Moreover, Premier Smith failed in last month’s provincial budget to provide promised personal income tax relief and create a lower tax bracket for incomes below $60,000 to provide $760 in annual savings for Albertans (on average). But in 2019, after adjusting for inflation, the Alberta government spent $2.4 billion on corporate welfare—equivalent to $1,034 per tax filer. Clearly, instead of subsidizing select businesses, the Smith government could have kept its promise to lower personal income taxes.

Finally, there’s the Heritage Fund, which the Alberta government created almost 50 years ago to save a share of the province’s resource wealth for the future.

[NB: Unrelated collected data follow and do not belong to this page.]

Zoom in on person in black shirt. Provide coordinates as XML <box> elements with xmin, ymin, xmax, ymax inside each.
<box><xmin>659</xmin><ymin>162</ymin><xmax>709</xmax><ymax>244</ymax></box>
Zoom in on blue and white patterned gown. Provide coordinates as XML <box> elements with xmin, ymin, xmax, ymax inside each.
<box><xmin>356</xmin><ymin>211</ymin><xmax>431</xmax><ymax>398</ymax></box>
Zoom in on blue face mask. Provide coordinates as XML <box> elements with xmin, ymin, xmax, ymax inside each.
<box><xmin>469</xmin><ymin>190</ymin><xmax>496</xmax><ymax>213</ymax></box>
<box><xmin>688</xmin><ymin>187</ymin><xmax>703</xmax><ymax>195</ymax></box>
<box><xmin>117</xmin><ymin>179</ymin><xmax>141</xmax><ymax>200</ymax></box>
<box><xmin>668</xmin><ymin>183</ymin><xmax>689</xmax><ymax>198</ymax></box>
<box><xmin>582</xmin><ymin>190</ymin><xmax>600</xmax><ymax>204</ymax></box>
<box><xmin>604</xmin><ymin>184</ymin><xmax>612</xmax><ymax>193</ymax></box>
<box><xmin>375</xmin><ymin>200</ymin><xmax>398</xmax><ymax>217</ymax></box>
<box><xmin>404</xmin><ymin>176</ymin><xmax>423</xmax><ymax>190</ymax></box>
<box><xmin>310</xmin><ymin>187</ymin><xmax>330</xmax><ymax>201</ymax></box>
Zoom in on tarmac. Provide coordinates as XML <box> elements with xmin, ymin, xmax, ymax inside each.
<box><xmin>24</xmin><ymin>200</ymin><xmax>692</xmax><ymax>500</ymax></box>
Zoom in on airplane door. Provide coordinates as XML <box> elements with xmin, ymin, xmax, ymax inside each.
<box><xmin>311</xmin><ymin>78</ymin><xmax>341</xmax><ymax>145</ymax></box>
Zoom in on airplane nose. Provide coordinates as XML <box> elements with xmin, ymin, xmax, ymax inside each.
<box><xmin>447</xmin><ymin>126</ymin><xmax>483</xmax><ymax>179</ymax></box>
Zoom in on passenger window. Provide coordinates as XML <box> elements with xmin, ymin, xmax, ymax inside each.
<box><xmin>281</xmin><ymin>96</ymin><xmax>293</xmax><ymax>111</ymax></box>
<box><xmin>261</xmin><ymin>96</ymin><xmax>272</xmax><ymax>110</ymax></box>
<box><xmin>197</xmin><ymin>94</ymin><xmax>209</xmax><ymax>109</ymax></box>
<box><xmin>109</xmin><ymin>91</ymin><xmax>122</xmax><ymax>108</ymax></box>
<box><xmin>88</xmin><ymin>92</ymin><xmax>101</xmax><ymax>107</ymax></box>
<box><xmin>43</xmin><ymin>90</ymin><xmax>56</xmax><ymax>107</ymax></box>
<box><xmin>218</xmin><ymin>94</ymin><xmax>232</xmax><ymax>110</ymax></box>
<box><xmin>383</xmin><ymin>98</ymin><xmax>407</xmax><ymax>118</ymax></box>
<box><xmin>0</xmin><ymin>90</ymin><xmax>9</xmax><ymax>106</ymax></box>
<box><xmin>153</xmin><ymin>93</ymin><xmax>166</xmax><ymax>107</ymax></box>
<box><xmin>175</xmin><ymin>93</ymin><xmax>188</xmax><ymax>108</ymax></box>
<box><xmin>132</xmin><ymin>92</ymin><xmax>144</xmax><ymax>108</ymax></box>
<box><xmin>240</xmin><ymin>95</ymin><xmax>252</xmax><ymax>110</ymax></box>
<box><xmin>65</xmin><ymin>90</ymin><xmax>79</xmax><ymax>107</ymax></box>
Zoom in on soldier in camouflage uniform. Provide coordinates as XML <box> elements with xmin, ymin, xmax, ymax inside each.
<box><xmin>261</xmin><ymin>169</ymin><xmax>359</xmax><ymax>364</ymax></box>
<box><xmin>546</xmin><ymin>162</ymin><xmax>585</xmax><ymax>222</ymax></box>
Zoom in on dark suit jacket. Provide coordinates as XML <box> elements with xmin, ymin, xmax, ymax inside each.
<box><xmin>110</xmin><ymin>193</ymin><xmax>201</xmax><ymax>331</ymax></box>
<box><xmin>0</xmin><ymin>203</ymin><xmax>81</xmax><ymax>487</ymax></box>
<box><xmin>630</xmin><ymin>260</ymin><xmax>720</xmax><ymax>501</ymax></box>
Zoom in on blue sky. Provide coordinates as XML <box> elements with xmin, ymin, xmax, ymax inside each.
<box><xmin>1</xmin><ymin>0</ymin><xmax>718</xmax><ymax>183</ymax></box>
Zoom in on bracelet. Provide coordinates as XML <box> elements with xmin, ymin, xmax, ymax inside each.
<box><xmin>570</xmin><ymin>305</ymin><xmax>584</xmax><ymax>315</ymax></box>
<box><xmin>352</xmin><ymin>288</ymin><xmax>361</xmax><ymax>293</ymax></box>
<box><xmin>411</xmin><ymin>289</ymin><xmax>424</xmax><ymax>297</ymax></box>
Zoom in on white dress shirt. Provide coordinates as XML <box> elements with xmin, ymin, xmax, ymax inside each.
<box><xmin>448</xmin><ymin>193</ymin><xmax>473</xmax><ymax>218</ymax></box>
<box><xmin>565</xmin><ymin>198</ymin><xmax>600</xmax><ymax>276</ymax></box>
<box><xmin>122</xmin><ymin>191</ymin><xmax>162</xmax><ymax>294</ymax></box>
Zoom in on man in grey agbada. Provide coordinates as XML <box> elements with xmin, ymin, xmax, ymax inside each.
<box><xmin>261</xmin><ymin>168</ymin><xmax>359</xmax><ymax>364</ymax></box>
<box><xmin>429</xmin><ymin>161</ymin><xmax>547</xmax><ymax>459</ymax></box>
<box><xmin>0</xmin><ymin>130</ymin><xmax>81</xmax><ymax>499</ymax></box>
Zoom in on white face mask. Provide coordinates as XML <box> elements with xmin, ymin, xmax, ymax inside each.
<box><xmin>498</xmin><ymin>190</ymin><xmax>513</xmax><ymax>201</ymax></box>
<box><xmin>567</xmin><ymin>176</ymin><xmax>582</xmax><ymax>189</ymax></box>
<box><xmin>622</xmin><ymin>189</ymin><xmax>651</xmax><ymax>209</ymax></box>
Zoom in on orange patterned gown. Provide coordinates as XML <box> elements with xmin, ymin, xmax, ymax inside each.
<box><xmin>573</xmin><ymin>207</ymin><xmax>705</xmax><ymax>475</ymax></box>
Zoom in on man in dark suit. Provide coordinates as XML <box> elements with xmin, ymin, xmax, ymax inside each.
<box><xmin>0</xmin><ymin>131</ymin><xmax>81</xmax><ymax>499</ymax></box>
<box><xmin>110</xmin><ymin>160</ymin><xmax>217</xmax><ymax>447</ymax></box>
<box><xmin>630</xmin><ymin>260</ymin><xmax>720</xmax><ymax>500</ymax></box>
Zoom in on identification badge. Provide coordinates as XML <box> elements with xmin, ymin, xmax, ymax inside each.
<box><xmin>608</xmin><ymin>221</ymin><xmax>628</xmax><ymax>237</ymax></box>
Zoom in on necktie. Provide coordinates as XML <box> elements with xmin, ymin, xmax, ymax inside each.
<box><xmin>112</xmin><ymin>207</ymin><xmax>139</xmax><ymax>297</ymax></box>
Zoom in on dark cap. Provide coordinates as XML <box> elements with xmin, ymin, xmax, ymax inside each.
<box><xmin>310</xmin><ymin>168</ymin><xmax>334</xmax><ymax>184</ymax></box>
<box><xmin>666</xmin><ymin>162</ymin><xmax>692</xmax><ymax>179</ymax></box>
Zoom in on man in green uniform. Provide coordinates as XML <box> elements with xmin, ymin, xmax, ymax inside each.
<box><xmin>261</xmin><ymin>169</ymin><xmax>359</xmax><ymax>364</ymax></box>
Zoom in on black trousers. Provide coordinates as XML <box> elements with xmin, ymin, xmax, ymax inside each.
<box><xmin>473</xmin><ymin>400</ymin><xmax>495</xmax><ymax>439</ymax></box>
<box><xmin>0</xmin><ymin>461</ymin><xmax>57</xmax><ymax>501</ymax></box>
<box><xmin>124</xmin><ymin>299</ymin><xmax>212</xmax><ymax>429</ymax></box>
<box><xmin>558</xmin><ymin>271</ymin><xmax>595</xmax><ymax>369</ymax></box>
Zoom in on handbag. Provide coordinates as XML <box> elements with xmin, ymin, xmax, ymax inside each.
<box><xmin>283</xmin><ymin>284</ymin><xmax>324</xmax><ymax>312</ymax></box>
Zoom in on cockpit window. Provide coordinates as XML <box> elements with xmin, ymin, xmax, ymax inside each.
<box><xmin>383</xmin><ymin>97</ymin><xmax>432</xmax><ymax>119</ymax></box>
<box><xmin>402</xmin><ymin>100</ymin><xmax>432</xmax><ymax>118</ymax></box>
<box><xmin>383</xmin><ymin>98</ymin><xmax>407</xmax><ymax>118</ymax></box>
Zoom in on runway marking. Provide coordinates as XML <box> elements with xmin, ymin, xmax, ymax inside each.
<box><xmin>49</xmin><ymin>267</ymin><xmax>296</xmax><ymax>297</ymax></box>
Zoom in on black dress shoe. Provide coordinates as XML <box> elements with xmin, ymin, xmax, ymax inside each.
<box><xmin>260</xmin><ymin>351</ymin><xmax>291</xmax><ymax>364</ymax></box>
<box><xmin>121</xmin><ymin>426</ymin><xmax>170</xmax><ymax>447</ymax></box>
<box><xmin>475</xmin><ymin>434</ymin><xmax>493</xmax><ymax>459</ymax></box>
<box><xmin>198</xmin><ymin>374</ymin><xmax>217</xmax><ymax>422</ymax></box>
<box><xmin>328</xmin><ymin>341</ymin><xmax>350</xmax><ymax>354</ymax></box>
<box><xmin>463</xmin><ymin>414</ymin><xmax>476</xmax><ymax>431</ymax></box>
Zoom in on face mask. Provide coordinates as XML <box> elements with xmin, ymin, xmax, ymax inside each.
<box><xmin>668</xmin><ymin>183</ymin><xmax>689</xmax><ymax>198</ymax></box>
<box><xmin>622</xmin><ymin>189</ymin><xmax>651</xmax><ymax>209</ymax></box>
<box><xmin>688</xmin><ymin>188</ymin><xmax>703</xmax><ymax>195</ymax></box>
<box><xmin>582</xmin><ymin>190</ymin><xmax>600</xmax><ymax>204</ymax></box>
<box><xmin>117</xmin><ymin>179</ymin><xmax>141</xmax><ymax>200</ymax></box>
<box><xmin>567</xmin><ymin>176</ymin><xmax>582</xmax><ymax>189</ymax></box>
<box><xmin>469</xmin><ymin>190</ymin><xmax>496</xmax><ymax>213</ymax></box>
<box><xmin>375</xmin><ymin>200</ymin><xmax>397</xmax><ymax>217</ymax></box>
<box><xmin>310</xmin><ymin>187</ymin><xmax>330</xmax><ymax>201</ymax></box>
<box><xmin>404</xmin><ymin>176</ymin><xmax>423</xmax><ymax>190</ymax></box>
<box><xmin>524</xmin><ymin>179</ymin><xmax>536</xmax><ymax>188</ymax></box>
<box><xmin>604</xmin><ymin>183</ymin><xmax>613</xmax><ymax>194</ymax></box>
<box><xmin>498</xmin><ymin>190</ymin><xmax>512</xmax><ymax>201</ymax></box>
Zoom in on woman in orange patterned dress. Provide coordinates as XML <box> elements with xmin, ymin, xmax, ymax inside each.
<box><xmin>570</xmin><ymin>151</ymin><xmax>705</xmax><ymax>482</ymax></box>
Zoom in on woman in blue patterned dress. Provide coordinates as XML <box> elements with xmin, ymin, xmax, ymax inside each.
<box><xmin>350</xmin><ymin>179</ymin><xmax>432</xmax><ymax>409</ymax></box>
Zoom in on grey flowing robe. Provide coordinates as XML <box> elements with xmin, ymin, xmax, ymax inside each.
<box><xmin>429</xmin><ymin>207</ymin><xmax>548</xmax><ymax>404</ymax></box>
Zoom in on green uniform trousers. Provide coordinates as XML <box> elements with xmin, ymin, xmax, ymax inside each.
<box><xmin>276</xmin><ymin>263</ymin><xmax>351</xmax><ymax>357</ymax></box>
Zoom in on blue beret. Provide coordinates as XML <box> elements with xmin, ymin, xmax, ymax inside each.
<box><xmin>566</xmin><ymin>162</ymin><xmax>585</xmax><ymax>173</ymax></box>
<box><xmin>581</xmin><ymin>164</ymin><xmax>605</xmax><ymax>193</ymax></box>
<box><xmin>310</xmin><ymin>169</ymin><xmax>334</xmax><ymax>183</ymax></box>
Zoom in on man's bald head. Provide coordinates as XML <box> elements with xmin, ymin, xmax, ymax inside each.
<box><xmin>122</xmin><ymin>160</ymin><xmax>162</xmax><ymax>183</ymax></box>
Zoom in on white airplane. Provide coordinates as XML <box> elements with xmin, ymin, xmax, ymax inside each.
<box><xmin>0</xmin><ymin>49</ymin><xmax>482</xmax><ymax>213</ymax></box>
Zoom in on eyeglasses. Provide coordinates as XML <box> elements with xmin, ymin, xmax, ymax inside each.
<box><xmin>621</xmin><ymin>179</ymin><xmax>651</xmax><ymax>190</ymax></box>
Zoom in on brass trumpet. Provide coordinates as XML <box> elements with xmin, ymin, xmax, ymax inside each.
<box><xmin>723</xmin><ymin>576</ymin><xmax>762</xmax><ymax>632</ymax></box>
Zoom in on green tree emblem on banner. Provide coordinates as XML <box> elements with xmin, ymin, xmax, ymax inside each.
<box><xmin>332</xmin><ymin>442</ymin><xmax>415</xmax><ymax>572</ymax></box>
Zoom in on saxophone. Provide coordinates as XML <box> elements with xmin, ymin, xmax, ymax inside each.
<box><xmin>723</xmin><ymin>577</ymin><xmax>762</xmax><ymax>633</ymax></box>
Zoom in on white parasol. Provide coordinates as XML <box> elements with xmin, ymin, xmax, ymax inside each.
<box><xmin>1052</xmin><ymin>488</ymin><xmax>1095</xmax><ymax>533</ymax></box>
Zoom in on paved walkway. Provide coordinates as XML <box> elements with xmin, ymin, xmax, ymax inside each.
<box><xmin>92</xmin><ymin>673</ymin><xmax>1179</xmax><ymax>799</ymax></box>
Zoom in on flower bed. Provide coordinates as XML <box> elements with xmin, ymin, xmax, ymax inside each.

In her 2024 budget, Premier Smith earmarked $2.0 billion for the Heritage Fund this fiscal year—almost the exact amount spent on corporate welfare each year (on average) between 2007 and 2019. Put another way, the Alberta government could save twice as much in the Heritage Fund in 2024/25 if it ended corporate welfare, which would help Premier Smith keep her promise to build up the Heritage Fund to between $250 billion and $400 billion by 2050.

By eliminating corporate welfare, the Smith government can create fiscal room to reduce personal and business income taxes, or save more in the Heritage Fund. Any of these options will benefit Albertans far more than wasteful billion-dollar subsidies to favoured firms.